(Ames, IA) Vice President Al Gore on Wednesday promised a quick rewrite of federal farm policy should he be elected the next President, while his rival for the democratic party’s nomination accused Gore of presiding over “a farm crisis of historic proportions.”

Gore appeared Wednesday evening at a forum sponsored by the Iowa Farmers Union and the Center for Rural Affairs. Bradley was invited to the event, but declined, issuing a one-page statement to reporters instead. Gore began his appearance before a crowd of about 200 by noting Bradley’s absence, but calling his opponent “intelligent” and “a friend.”

“But he’s not here, so I’ll respond to your questions,” Gore said. Gore repeated his criticism of existing federal farm policy, passed by Congress in 1995 and referred to as the Freedom to Farm law. It set up a seven-year system of declining federal payments to farmers, who at the end of the term will not have federal price supports to rely upon anymore. In return, policymakers promised to open more markets for farm goods, letting farmers reap their profits from expanded trade.

“I believe the next President of the United States needs to go before the nation and say we cannot wait until the current farm bill expires in 2002. We need to re-write it right away and get rid of some of the provisions,” Gore said.

While Gore praised the part of the Freedom to Farm Act which farmers like — it granted farmers freedom to make their own planting decisions rather than restrict their seeding to the number of acres proscribed by a federal formula, Gore assailed the law’s removed of a price floor for commodities.

“The nature of the safety net is unacceptable,” Gore said. “It is brutal, inflexible, unyielding, unworkable. Indeed, it has been a catastrophe,” Gore said.
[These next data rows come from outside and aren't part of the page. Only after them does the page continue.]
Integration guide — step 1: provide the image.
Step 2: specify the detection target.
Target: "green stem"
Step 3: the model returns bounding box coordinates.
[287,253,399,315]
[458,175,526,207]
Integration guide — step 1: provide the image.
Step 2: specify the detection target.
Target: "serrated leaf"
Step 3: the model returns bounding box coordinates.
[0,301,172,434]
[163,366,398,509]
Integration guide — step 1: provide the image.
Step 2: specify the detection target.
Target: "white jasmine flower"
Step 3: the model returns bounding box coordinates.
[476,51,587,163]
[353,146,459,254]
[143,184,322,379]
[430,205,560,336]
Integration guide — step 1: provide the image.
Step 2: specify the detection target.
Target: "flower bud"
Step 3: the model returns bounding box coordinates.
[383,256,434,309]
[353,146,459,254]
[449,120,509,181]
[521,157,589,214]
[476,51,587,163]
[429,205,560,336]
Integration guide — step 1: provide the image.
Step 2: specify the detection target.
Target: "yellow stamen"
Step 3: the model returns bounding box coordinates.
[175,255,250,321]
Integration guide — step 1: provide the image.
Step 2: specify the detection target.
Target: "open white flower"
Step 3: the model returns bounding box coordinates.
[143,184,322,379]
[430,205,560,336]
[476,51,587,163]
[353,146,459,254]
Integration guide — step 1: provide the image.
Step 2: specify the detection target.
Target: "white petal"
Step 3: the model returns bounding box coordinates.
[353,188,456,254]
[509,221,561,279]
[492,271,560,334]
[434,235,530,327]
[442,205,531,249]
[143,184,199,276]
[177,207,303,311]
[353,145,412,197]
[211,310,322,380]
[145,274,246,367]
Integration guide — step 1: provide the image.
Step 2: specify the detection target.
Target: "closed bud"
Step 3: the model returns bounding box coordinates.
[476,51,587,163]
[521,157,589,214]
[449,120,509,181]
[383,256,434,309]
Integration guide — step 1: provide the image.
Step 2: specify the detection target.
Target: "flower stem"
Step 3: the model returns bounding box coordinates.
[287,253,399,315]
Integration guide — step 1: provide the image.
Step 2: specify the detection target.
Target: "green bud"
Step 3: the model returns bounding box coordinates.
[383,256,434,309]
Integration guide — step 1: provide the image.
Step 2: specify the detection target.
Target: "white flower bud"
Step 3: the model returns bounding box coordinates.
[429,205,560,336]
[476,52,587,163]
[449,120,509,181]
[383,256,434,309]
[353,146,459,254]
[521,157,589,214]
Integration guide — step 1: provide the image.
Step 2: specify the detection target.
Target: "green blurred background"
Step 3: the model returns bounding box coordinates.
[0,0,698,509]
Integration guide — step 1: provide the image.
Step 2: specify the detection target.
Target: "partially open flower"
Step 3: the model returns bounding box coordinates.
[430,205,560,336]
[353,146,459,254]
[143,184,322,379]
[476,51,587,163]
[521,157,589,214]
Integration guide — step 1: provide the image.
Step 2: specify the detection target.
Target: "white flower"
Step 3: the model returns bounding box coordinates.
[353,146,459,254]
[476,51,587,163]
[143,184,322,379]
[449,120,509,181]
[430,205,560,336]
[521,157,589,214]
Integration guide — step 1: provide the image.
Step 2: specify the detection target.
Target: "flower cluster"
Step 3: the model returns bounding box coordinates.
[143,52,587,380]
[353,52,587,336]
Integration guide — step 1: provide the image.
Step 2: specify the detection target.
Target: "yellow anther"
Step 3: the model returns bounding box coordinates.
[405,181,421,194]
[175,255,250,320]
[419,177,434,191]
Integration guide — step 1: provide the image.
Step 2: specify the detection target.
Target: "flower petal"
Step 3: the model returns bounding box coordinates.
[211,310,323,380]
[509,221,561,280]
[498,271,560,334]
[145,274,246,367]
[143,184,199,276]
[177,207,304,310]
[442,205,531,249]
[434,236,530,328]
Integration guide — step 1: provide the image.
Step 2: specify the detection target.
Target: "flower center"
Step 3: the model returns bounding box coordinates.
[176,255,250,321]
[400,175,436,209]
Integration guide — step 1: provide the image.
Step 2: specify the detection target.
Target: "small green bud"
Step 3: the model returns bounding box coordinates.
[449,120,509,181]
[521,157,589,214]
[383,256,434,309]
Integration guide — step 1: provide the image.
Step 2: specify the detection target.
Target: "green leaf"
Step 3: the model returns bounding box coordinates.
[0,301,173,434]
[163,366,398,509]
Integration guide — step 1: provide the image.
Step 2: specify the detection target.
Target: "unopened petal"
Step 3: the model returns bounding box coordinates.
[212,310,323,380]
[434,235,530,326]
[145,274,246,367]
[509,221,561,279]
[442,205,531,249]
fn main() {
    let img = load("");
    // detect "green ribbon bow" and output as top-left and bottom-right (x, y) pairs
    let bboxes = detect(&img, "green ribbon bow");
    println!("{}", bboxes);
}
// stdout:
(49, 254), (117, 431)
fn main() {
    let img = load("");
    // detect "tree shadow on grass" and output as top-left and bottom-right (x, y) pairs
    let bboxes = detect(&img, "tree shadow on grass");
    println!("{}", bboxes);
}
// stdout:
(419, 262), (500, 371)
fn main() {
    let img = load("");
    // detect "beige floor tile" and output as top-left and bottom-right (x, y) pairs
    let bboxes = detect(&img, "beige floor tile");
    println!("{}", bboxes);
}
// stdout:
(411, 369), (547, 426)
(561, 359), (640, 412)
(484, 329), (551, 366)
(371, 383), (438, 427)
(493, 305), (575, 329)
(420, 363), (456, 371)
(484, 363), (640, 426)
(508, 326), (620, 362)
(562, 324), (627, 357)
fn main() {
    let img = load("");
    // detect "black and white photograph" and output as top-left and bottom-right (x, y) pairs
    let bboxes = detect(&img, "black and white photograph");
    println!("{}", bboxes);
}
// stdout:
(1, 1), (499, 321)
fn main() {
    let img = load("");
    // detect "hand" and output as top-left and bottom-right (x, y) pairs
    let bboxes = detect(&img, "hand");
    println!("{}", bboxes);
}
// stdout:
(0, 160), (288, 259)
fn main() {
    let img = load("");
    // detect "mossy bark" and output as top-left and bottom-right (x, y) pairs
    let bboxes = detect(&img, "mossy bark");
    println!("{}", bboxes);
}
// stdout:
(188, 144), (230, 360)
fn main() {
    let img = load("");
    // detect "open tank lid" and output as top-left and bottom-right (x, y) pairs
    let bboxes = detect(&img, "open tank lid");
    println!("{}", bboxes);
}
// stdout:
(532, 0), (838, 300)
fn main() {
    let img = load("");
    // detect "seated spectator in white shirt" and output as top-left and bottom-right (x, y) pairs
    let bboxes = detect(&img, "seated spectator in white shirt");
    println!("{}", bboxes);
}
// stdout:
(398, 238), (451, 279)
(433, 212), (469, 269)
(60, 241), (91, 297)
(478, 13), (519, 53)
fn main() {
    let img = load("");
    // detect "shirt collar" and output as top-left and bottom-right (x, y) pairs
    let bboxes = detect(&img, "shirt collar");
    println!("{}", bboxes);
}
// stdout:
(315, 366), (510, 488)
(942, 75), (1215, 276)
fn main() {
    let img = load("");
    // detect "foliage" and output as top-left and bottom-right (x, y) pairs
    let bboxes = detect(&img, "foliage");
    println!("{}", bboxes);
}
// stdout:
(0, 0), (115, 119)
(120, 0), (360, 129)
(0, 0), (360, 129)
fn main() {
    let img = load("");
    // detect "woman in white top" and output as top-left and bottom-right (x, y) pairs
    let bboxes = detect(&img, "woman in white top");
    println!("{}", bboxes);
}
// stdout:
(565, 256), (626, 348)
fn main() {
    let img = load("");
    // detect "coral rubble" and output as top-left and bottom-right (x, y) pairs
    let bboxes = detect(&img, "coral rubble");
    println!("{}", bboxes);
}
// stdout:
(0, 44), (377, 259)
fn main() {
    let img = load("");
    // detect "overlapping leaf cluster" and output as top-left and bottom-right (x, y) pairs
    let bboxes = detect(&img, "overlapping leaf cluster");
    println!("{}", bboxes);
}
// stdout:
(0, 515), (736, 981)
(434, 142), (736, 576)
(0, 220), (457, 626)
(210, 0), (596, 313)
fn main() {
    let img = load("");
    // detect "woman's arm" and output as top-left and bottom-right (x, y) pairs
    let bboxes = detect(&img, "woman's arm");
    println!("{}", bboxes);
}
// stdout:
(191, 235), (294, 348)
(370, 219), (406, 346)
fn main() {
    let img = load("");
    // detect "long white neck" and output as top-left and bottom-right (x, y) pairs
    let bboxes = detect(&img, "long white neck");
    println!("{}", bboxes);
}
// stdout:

Gore said there also must be more effective enforcement of laws designed to prevent monopolies from dominating the agricultural sector. In addition, Gore outlined proposals to establish national standards for large-scale hog operations, as well as a national law preventing meatpackers from owning

“American agricultural policy should be explicitly aimed at saving the viability of family farming,” Gore said, to applause from the crowd of farm activists.

In a prepared statement, Bradley also vowed to put teeth in federal efforts to reduce concentration in the meatpacking and hog-confinement industries, and he questioned whether Gore had been an effective leader on ag issues during his vice presidency.

“For seven years, the Clinton/Gore administration has presided over a farm crisis of historic proportions that has eroded equity and forced thousands of farmers and farm families off the land,” Bradley said, in the statement.

“We’ve needed strong leadership for fundamental changes in our farm programs, and the administration has not provided it.”

Bradley delivered a farm policy speech in October, calling for a re-vamped system of ensuring a profit line for farmers. Bradley would have federal payments for farmers kick in when the market prices fall below the cost of production.